Abolishing the SDGPs

  • Approximately 54% of respondents would like to see the SDGPs abolished.
  • 70% of respondents would like to see the SDGPs replaced with a compulsory dispute resolution mechanism, but there was no clear consensus on what form the replacement should take.
  • 47% of respondents favoured compulsory mediation. However there was a wide diversity of opinion about the types of case in which pre-Tribunal mediation should be compulsory.

Surprisingly, therefore, whilst the SDGPs themselves have been unpopular, the principle of having a mandatory mechanism for resolving workplace disputes before they reach the employment tribunal appears to have gained popularity since the SDGPs were introduced in 2004.

ACAS services and other existing dispute resolution methods

  • 75% of respondents were aware of ACAS's duty to conciliate in disputes before tribunal hearings.
  • Less than 30% had actually used ACAS's free conciliation service.
  • Similarly, 72% of respondents were aware of ACAS's free arbitration scheme for certain types of claim but only 12% had used it.
  • 82% of respondents said that they would use or were likely to use mediation if a free service was available on a voluntary basis before a tribunal complaint was received.

The current voluntary dispute resolution services that are offered free of charge by ACAS are of marginal relevance for most employers. While a majority of respondents believe they would use a free mediation service, the degree of take up in practice is questionable based on the low level of use of ACAS services.

Tribunal claims and penalties

  • 50% of respondents said they had faced a tribunal claim which they considered to be spurious, frivolous or ill-intentioned.
  • 75% indicated that they believed giving tribunals powers to impose financial penalties for failing to mediate before bringing such claims would deter employees from doing so.
  • 71% of respondents were in favour of employees being at risk of financial penalties, such as a costs award, for pursuing spurious, frivolous or ill-intentioned claims, while only 33% thought that employers should face similar penalties should they fail to successfully defend a claim.
  • 92% of respondents thought that low value or straightforward claims, such as claims for deduction from wages, should be fast-tracked to be heard either at a hearing by a chairman sitting alone or even determined on paper without a hearing.

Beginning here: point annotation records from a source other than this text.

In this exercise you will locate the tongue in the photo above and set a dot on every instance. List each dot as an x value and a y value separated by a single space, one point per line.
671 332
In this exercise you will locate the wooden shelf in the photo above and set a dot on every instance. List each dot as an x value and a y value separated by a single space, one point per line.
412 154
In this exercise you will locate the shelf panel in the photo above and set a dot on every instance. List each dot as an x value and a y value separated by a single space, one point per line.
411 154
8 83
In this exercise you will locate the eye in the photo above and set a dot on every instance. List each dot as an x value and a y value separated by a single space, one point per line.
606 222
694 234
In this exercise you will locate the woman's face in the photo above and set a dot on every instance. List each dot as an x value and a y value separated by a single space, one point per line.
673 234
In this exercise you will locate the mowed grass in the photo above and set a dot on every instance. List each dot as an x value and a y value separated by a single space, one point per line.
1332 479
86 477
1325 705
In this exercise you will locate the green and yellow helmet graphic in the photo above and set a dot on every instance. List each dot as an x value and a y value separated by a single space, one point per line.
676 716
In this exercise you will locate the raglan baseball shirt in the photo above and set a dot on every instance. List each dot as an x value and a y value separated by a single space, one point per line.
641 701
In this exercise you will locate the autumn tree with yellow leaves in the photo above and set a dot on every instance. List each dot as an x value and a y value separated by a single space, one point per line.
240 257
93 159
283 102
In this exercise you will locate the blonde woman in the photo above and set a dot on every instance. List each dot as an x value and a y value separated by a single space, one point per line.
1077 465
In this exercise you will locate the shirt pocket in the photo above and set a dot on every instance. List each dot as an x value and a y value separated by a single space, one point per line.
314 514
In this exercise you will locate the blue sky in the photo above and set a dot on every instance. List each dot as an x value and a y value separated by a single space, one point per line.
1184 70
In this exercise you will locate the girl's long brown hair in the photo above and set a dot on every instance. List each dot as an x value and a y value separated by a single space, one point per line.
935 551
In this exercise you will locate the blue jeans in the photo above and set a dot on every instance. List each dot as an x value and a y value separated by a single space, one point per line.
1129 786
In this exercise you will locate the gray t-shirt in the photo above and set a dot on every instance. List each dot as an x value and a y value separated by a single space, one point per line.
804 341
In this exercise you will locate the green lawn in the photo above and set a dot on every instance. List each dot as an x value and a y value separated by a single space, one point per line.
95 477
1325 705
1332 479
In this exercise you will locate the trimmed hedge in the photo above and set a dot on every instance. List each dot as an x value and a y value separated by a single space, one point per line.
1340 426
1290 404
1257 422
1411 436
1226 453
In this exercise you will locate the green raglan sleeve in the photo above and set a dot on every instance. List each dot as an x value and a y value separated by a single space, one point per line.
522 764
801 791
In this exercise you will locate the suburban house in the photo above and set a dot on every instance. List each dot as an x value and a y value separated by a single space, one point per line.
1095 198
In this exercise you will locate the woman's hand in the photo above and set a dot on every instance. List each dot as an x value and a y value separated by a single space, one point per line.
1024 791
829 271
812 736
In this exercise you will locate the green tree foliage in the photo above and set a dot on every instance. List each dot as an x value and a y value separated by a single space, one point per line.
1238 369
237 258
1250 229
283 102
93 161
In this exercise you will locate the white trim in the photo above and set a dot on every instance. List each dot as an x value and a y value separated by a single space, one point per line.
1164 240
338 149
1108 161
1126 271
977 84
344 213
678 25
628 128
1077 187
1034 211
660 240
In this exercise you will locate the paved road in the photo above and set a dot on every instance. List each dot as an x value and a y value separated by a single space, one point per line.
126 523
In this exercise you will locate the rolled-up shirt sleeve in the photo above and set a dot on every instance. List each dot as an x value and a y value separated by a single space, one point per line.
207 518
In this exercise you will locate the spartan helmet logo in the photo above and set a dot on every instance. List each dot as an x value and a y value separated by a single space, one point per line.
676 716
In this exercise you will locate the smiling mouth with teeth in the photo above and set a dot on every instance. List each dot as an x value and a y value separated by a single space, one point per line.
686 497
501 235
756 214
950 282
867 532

Employment tribunals have the power to make costs awards against claimants who bring spurious, frivolous or ill-intentioned claims but in 2006-2007 the average costs award was only £2,079. Therefore the disincentive to ill-intentioned claimants is not great, nor do the amounts awarded against claimants generally match the expenditure incurred by the employer.

Certain complaints (including deduction from wages, breach of contract, redundancy payments, and failure to inform and consult under the TUPE Regulations) can be heard by a chairman sitting alone but are often heard by a full tribunal, either because the local tribunal considers it appropriate or because the complaint contains other claims which cannot be heard by a chairman alone. Therefore the fast-tracking powers of employment tribunals tend to be under-used.

Disposal of claims without a hearing is usually limited to situations where a claim fails to get through the initial acceptance procedure because of technical deficiencies in its presentation or because it is out of time.